At study onset, 51 patients were randomized to levetiracetam and 48 to the older generation AED treatment group (25 and 23 to valproic acid and carbamazepine, respectively). Six patients were excluded due to study noncompliance, one to medication adverse effects (levetiracetam), one to conversion to high-grade brain tumor (levetiracetam), and two deaths (one patient secondary to sudden unexplained death in epilepsy on carbamazepine and an unrelated stomach carcinoma on levetiracetam).

With regards to primary outcome, there was no difference in the HADS depression score from baseline to 3 months in the levetiracetam group (39.5% improvement) vs the older generation AED group of carbamazepine and valproic acid (34.1% improvement). Interestingly, there was a significant proportion of patients with improvement in the 89-item QOL epilepsy inventory score in the older generation AED group (71%) vs the levetiracetam group (48.8%) at 3 months.

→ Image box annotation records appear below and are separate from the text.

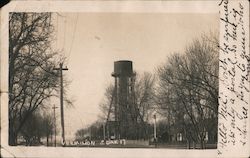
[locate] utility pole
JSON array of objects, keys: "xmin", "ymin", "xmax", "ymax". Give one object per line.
[
  {"xmin": 54, "ymin": 63, "xmax": 68, "ymax": 146},
  {"xmin": 154, "ymin": 114, "xmax": 157, "ymax": 147},
  {"xmin": 52, "ymin": 104, "xmax": 58, "ymax": 147}
]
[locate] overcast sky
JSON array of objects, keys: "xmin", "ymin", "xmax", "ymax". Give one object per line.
[{"xmin": 53, "ymin": 13, "xmax": 219, "ymax": 138}]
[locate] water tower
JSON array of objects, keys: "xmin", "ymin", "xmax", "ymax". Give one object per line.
[{"xmin": 105, "ymin": 60, "xmax": 138, "ymax": 139}]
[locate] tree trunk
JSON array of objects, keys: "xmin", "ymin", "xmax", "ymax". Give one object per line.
[{"xmin": 9, "ymin": 120, "xmax": 17, "ymax": 146}]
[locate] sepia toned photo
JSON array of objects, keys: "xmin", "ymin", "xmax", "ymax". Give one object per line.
[
  {"xmin": 9, "ymin": 12, "xmax": 219, "ymax": 149},
  {"xmin": 1, "ymin": 1, "xmax": 249, "ymax": 157}
]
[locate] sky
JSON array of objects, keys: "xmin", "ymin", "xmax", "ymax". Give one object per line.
[{"xmin": 55, "ymin": 13, "xmax": 219, "ymax": 138}]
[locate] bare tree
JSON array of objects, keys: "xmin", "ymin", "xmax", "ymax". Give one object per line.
[
  {"xmin": 9, "ymin": 13, "xmax": 61, "ymax": 145},
  {"xmin": 157, "ymin": 33, "xmax": 219, "ymax": 148}
]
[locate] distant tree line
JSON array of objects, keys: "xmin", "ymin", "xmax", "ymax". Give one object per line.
[
  {"xmin": 76, "ymin": 33, "xmax": 219, "ymax": 148},
  {"xmin": 8, "ymin": 12, "xmax": 71, "ymax": 145}
]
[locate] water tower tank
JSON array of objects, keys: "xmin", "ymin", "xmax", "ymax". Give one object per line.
[{"xmin": 114, "ymin": 60, "xmax": 133, "ymax": 77}]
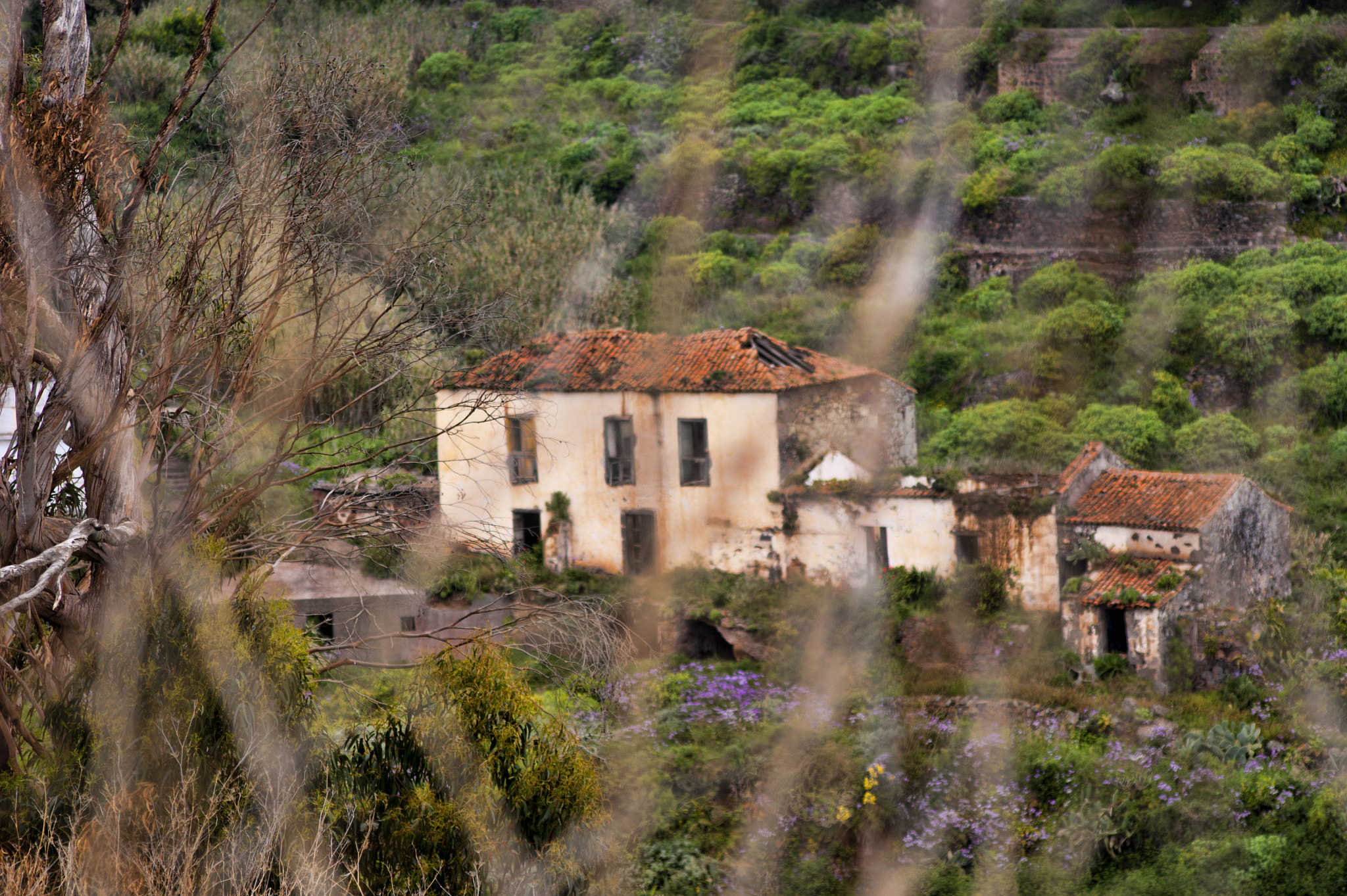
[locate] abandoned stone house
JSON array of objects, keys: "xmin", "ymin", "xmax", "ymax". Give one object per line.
[
  {"xmin": 783, "ymin": 442, "xmax": 1290, "ymax": 689},
  {"xmin": 439, "ymin": 328, "xmax": 916, "ymax": 576},
  {"xmin": 1059, "ymin": 442, "xmax": 1290, "ymax": 690}
]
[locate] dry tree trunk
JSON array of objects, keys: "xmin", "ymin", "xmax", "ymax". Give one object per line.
[{"xmin": 0, "ymin": 0, "xmax": 271, "ymax": 765}]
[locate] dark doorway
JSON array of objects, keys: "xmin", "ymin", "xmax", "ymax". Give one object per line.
[
  {"xmin": 514, "ymin": 510, "xmax": 543, "ymax": 554},
  {"xmin": 865, "ymin": 526, "xmax": 889, "ymax": 578},
  {"xmin": 1103, "ymin": 607, "xmax": 1127, "ymax": 654},
  {"xmin": 622, "ymin": 510, "xmax": 656, "ymax": 576},
  {"xmin": 305, "ymin": 613, "xmax": 337, "ymax": 644},
  {"xmin": 674, "ymin": 619, "xmax": 734, "ymax": 659},
  {"xmin": 954, "ymin": 532, "xmax": 982, "ymax": 564}
]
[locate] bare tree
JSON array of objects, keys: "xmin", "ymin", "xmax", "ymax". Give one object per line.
[{"xmin": 0, "ymin": 0, "xmax": 517, "ymax": 765}]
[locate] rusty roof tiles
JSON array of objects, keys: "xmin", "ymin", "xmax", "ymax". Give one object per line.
[
  {"xmin": 438, "ymin": 327, "xmax": 912, "ymax": 392},
  {"xmin": 1080, "ymin": 554, "xmax": 1188, "ymax": 607},
  {"xmin": 1063, "ymin": 469, "xmax": 1244, "ymax": 531}
]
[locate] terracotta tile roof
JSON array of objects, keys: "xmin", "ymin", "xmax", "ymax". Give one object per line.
[
  {"xmin": 438, "ymin": 327, "xmax": 912, "ymax": 392},
  {"xmin": 1063, "ymin": 469, "xmax": 1244, "ymax": 531},
  {"xmin": 1080, "ymin": 559, "xmax": 1188, "ymax": 607}
]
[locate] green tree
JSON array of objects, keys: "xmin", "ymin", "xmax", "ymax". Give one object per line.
[
  {"xmin": 927, "ymin": 398, "xmax": 1076, "ymax": 464},
  {"xmin": 1300, "ymin": 352, "xmax": 1347, "ymax": 425},
  {"xmin": 1148, "ymin": 370, "xmax": 1198, "ymax": 429},
  {"xmin": 1175, "ymin": 414, "xmax": 1260, "ymax": 471},
  {"xmin": 1018, "ymin": 261, "xmax": 1113, "ymax": 311}
]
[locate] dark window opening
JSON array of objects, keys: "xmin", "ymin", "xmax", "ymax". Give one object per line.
[
  {"xmin": 864, "ymin": 526, "xmax": 889, "ymax": 578},
  {"xmin": 1058, "ymin": 559, "xmax": 1090, "ymax": 588},
  {"xmin": 674, "ymin": 619, "xmax": 734, "ymax": 659},
  {"xmin": 305, "ymin": 613, "xmax": 337, "ymax": 644},
  {"xmin": 604, "ymin": 417, "xmax": 636, "ymax": 486},
  {"xmin": 505, "ymin": 417, "xmax": 537, "ymax": 486},
  {"xmin": 677, "ymin": 420, "xmax": 711, "ymax": 486},
  {"xmin": 1103, "ymin": 607, "xmax": 1127, "ymax": 654},
  {"xmin": 622, "ymin": 510, "xmax": 654, "ymax": 576},
  {"xmin": 954, "ymin": 532, "xmax": 982, "ymax": 564},
  {"xmin": 514, "ymin": 510, "xmax": 543, "ymax": 554}
]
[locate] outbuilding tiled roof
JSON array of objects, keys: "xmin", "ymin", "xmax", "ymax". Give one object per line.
[
  {"xmin": 1063, "ymin": 469, "xmax": 1244, "ymax": 531},
  {"xmin": 1080, "ymin": 557, "xmax": 1188, "ymax": 607},
  {"xmin": 438, "ymin": 327, "xmax": 910, "ymax": 392}
]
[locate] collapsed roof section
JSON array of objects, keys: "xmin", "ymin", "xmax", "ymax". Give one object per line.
[{"xmin": 438, "ymin": 327, "xmax": 912, "ymax": 392}]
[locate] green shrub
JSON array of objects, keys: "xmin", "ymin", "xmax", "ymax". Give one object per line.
[
  {"xmin": 1071, "ymin": 404, "xmax": 1172, "ymax": 467},
  {"xmin": 1158, "ymin": 144, "xmax": 1285, "ymax": 202},
  {"xmin": 640, "ymin": 838, "xmax": 720, "ymax": 896},
  {"xmin": 1094, "ymin": 654, "xmax": 1130, "ymax": 681},
  {"xmin": 1146, "ymin": 370, "xmax": 1198, "ymax": 429},
  {"xmin": 978, "ymin": 87, "xmax": 1042, "ymax": 124},
  {"xmin": 1306, "ymin": 295, "xmax": 1347, "ymax": 348},
  {"xmin": 819, "ymin": 225, "xmax": 879, "ymax": 287},
  {"xmin": 927, "ymin": 398, "xmax": 1075, "ymax": 463},
  {"xmin": 1017, "ymin": 261, "xmax": 1113, "ymax": 311},
  {"xmin": 1204, "ymin": 292, "xmax": 1300, "ymax": 382},
  {"xmin": 1175, "ymin": 414, "xmax": 1260, "ymax": 469},
  {"xmin": 127, "ymin": 7, "xmax": 225, "ymax": 57},
  {"xmin": 883, "ymin": 567, "xmax": 944, "ymax": 609},
  {"xmin": 1300, "ymin": 352, "xmax": 1347, "ymax": 424}
]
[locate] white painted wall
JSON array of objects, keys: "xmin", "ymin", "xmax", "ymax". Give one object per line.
[
  {"xmin": 438, "ymin": 390, "xmax": 780, "ymax": 572},
  {"xmin": 1095, "ymin": 526, "xmax": 1202, "ymax": 562}
]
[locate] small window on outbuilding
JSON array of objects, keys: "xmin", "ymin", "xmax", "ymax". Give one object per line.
[
  {"xmin": 864, "ymin": 526, "xmax": 889, "ymax": 578},
  {"xmin": 505, "ymin": 417, "xmax": 537, "ymax": 486},
  {"xmin": 1099, "ymin": 607, "xmax": 1127, "ymax": 654},
  {"xmin": 513, "ymin": 510, "xmax": 543, "ymax": 554},
  {"xmin": 622, "ymin": 510, "xmax": 656, "ymax": 576},
  {"xmin": 677, "ymin": 420, "xmax": 711, "ymax": 486},
  {"xmin": 604, "ymin": 417, "xmax": 636, "ymax": 486},
  {"xmin": 954, "ymin": 531, "xmax": 982, "ymax": 564},
  {"xmin": 305, "ymin": 613, "xmax": 337, "ymax": 644}
]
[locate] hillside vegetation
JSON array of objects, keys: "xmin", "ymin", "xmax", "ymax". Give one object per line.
[{"xmin": 11, "ymin": 0, "xmax": 1347, "ymax": 896}]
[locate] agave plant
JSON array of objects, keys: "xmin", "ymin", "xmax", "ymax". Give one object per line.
[{"xmin": 1184, "ymin": 722, "xmax": 1262, "ymax": 763}]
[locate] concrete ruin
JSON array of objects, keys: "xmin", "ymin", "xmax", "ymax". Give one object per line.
[{"xmin": 439, "ymin": 328, "xmax": 916, "ymax": 577}]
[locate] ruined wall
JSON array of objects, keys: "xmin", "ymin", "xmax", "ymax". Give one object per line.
[
  {"xmin": 439, "ymin": 390, "xmax": 780, "ymax": 573},
  {"xmin": 776, "ymin": 375, "xmax": 918, "ymax": 479},
  {"xmin": 1189, "ymin": 481, "xmax": 1290, "ymax": 609},
  {"xmin": 997, "ymin": 28, "xmax": 1246, "ymax": 112},
  {"xmin": 951, "ymin": 499, "xmax": 1060, "ymax": 612},
  {"xmin": 954, "ymin": 197, "xmax": 1292, "ymax": 285},
  {"xmin": 1093, "ymin": 526, "xmax": 1202, "ymax": 564}
]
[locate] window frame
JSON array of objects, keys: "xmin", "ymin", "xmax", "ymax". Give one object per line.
[
  {"xmin": 677, "ymin": 417, "xmax": 711, "ymax": 487},
  {"xmin": 954, "ymin": 531, "xmax": 982, "ymax": 564},
  {"xmin": 604, "ymin": 417, "xmax": 636, "ymax": 486},
  {"xmin": 505, "ymin": 414, "xmax": 537, "ymax": 486}
]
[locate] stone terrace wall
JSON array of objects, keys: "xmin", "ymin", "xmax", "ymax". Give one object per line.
[{"xmin": 952, "ymin": 197, "xmax": 1290, "ymax": 283}]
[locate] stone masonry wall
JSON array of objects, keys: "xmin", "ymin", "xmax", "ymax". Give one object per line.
[{"xmin": 776, "ymin": 377, "xmax": 918, "ymax": 479}]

In terms of secondary outcomes, there was no clinically significant difference in HADS depression scores at 12 months between the levetiracetam (42.9%) vs the older AED group (46.3%). The HADS anxiety scores improved in both treatment groups at 3 months (48.8% levetiracetam group vs 54.6% old AED) and 12 months (52.4% vs 61% with levetiracetam and older AED group, respectively) with, again, no clinically significant difference. At 12 months, there was no clinically significant difference (62.8% levetiracetam vs 65.8% old AED group) between the groups in 89-point QOL inventory. No significant difference in global vs specific drug adverse side effects or neurocognitive assessments were noted between the two groups at all time points. Finally, there were no significant differences in seizure counts between the two groups at all designated follow-up intervals.

Commentary

The above results show that substitution monotherapy with levetiracetam vs traditional first-generation AEDs, such as carbamazepine or valproic acid, did not show any clinically significant difference in improvement in depression, QOL, anxiety, efficacy, retention rate, adverse side effects, or neurocognitive performance. Over time, both groups showed similar and sustained improvement in QOL measures, anxiety symptomatology, and side effect profile. Although the authors failed to prove their original hypothesis that levetiracetam monotherapy substitution over older AED treatment has better neurocognitive and QOL measures, this trial does have a few important reassuring clinical implications. First, switching a patient from an ineffective or intolerable drug can result in better neurocognitive and psychosocial measures. Second, the widespread clinical belief that levetiracetam has a greater tendency to exacerbate mood disorders was not borne out in this study. Both the HADS depression and anxiety scores and mood adverse side effects (LEAP scores) were no different between both groups even at the 12-month mark. On the negative side, the lack of a clinically significant difference between new (levetiracetam) and old (carbamazepine, valproate) AED substitution monotherapy highlights the ongoing need for further controlled studies to systematically compare new AEDS with older agents in refractory partial epilepsy to formulate rational therapy.

Reference

  1. Kwan P, Brodie MJ. Early identification of refractory epilepsy. N Engl J Med 2000;342:314-319.